1. Preach - 2784. kerusso, kay-roos'-so; of uncert. affin.; to herald (as a public crier), espec. divine truth (the gospel):--preach (-er), proclaim, publish.
2. Teaching - 321. didasko, did-as'-ko; a prol. (caus.) form of a prim. verb dao (to learn); to teach (in the same broad application):--teach.

The following scriptures have the words teach and preach together:
1. Matt. 11:1 “And it came to pass, when Jesus had made an end of commanding his twelve disciples, he departed thence to teach and to preach in their cities.”
2. Acts 5:42 “And daily in the temple, and in every house, they ceased not to teach and preach Jesus Christ.”
3. Matt. 4:23 “And Jesus went about all Galilee, teaching in their synagogues, and preaching the gospel of the kingdom, and healing all manner of sickness and all manner of disease among the people.”
4. Matt. 9:35 “And Jesus went about all the cities and villages, teaching in their synagogues, and preaching the gospel of the kingdom, and healing every sickness and every disease among the people.”
5. Acts 15:35 “Paul also and Barnabas continued in Antioch, teaching and preaching the word of the Lord, with many others also.”
6. Acts 28:31 “Preaching the kingdom of God, and teaching those things which concern the Lord Jesus Christ, with all confidence, no man forbidding him.”

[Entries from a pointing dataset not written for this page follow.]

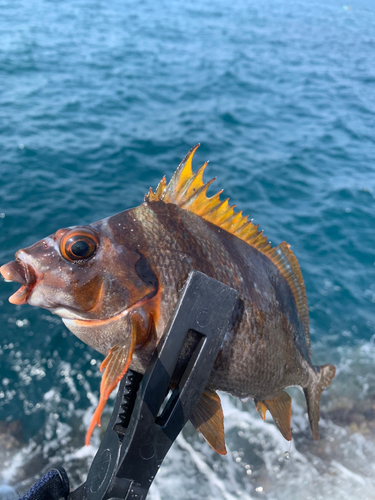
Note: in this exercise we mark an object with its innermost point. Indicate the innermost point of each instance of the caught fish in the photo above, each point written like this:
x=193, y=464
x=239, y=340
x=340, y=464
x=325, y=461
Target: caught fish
x=116, y=282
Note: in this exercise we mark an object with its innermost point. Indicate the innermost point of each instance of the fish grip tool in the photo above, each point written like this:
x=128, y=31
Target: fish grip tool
x=144, y=422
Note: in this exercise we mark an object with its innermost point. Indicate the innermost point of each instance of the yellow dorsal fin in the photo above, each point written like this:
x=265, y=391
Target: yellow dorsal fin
x=187, y=190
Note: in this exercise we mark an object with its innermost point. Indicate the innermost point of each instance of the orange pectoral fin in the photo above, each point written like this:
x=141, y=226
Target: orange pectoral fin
x=116, y=365
x=281, y=411
x=208, y=419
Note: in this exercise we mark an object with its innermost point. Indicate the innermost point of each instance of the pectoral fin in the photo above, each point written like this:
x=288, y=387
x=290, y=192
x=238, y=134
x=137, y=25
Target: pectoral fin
x=208, y=419
x=281, y=411
x=116, y=365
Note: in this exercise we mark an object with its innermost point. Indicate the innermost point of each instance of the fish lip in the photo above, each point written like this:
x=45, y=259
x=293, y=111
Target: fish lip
x=23, y=272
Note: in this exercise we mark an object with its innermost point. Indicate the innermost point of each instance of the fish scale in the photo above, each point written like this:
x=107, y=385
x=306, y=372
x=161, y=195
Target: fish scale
x=116, y=282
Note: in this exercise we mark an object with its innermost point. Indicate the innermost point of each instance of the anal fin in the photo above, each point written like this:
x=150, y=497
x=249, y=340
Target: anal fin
x=281, y=411
x=208, y=419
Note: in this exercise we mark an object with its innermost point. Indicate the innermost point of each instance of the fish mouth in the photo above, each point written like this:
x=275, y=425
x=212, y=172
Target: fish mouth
x=22, y=273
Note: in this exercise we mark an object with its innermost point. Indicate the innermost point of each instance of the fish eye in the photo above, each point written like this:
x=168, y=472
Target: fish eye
x=79, y=244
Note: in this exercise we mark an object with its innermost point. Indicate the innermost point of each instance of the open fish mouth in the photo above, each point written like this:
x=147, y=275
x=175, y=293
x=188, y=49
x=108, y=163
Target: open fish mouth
x=20, y=272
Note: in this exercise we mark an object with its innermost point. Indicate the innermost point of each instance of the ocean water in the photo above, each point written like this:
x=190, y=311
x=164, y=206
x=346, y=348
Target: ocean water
x=98, y=100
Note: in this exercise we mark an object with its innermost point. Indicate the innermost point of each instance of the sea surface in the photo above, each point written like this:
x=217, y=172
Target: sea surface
x=100, y=99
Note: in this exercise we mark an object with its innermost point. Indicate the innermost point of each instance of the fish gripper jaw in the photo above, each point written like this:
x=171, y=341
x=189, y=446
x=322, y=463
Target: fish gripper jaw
x=131, y=386
x=144, y=422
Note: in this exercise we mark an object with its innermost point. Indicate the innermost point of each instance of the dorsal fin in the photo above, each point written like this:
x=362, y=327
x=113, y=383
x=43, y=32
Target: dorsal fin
x=187, y=190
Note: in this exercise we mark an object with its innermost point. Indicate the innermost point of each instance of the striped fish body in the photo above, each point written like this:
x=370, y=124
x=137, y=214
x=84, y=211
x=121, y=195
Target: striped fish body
x=265, y=349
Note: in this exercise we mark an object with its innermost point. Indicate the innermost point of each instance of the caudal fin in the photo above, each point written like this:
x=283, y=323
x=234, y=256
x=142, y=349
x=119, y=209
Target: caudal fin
x=313, y=392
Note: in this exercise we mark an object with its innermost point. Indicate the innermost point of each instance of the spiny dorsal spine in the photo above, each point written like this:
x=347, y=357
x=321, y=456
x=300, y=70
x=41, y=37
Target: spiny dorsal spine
x=187, y=190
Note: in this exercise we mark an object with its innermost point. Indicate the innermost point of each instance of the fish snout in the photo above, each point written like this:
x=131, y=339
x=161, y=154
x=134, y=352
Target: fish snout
x=22, y=273
x=15, y=271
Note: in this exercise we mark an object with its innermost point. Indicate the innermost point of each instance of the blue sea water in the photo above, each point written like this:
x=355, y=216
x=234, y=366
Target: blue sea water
x=99, y=100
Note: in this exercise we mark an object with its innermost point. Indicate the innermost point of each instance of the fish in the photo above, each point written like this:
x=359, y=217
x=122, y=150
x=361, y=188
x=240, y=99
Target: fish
x=115, y=283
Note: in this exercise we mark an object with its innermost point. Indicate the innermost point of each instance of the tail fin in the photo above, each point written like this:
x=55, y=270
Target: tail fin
x=313, y=392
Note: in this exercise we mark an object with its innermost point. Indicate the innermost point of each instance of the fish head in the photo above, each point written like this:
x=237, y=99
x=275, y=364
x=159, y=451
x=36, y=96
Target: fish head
x=84, y=275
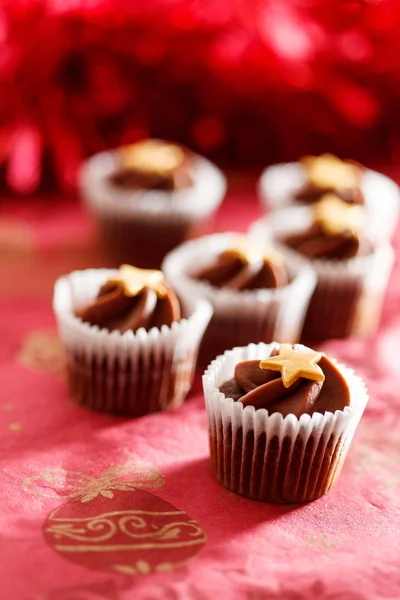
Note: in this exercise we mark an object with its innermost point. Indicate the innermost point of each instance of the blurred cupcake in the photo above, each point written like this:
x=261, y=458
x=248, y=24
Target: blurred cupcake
x=131, y=343
x=256, y=294
x=281, y=420
x=307, y=181
x=149, y=197
x=352, y=270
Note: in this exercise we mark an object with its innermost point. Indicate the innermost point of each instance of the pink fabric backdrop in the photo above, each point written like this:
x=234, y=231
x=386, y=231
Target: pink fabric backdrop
x=74, y=485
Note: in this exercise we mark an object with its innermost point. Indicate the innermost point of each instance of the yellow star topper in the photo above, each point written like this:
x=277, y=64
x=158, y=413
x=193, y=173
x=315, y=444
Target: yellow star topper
x=134, y=280
x=293, y=364
x=336, y=216
x=251, y=253
x=152, y=156
x=328, y=171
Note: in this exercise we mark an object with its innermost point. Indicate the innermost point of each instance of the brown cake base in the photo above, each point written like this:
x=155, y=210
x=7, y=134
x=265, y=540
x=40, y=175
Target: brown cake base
x=332, y=311
x=290, y=471
x=144, y=243
x=99, y=386
x=227, y=331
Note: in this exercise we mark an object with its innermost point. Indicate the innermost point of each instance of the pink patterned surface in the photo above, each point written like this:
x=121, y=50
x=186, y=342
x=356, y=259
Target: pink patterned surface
x=200, y=541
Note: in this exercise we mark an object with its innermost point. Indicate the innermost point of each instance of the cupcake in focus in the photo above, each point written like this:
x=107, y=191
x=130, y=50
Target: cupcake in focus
x=312, y=177
x=149, y=197
x=256, y=293
x=352, y=271
x=281, y=419
x=131, y=343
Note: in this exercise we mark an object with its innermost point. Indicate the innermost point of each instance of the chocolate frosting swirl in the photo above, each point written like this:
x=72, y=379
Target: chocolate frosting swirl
x=153, y=165
x=310, y=194
x=261, y=388
x=114, y=310
x=315, y=243
x=232, y=271
x=349, y=192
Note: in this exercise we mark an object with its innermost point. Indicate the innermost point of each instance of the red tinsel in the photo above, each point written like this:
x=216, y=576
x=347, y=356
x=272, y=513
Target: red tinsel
x=246, y=82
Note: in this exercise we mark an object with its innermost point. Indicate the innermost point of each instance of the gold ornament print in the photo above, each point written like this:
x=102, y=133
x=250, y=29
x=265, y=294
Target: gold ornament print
x=112, y=523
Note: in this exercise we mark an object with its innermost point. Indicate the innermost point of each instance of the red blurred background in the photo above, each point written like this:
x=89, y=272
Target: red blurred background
x=245, y=82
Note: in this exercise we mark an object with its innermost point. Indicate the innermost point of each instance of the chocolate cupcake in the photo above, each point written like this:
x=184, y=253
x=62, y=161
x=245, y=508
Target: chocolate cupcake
x=149, y=197
x=307, y=181
x=281, y=420
x=131, y=343
x=352, y=271
x=256, y=294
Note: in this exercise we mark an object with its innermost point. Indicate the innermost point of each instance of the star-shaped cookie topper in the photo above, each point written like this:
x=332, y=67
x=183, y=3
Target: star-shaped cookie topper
x=152, y=156
x=337, y=216
x=250, y=252
x=329, y=172
x=294, y=364
x=135, y=280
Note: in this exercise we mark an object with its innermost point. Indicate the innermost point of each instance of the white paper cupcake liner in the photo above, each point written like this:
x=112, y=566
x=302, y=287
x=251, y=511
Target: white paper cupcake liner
x=130, y=373
x=349, y=294
x=279, y=184
x=240, y=317
x=270, y=457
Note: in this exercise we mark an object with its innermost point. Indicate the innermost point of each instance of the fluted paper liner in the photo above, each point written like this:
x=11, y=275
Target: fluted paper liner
x=279, y=184
x=244, y=316
x=270, y=457
x=129, y=373
x=141, y=226
x=349, y=293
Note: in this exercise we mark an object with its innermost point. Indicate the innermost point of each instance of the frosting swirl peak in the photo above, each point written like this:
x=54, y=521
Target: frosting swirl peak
x=254, y=385
x=244, y=267
x=132, y=299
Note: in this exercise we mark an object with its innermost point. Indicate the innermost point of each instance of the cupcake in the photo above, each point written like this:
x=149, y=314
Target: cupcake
x=307, y=181
x=352, y=271
x=149, y=197
x=131, y=344
x=257, y=294
x=281, y=419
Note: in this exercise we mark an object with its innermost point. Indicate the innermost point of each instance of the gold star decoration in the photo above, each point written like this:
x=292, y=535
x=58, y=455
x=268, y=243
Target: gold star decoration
x=250, y=253
x=328, y=171
x=294, y=364
x=134, y=280
x=336, y=216
x=152, y=156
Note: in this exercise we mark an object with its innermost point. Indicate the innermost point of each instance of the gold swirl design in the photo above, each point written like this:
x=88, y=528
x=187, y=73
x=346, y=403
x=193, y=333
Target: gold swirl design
x=128, y=477
x=123, y=520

Obviously there is much more to teaching than just preaching. Now that is not to minimize the effect and need for preaching. Yet teaching can take several formats and is a needed part of the instruction of God’s people. Please note that in Acts 5:42 the apostles and ministry were daily teaching and preaching both in the temple and in every house. They were not just preaching in every house, but they were also teaching in every house. The phrase, “bible study,” has a bad connotation to certain people. I cannot understand why. These people seem to think that when a pastor leads a study of the scriptures with members of his congregation or with people outside his congregation that he is doing something unscriptural. However, the above certainly point to the fact that teaching is an important element in the understanding that the Lord’s people have of the things of God.

Bible studies can be carried out in numerous venues. Some men publish church newsletters, church pamphlets, or publish books on biblical subjects. These are all studies conducted by those individuals as well as those who write for the periodicals. They are bible studies and are conveyed to other people for the purpose of teaching them on the meaning of various verses, texts, passages, subjects taught in the scriptures. This is a bible study. Others may use emails or forums to convey their understanding of biblical subjects, verses, passage of scriptures, etc. This also is a form of bible study. Some men who stand before a congregation and preach are very organized in their thoughts and stay focused on particular subjects or passages of scripture so as to convey the teaching on those subjects or passages of scripture. This is also a form of bible study.

Likewise, a pastor sitting, as Jesus did, and explaining the meaning of subjects in the scripture or passages of scripture to members of his congregation or to people outside his congregation is conducting a bible study. The only difference between those who write for newsletters, pamphlets, and books and the ones who open their mouth and teach is the venue of their teaching. One uses his tongue and the other uses his pen.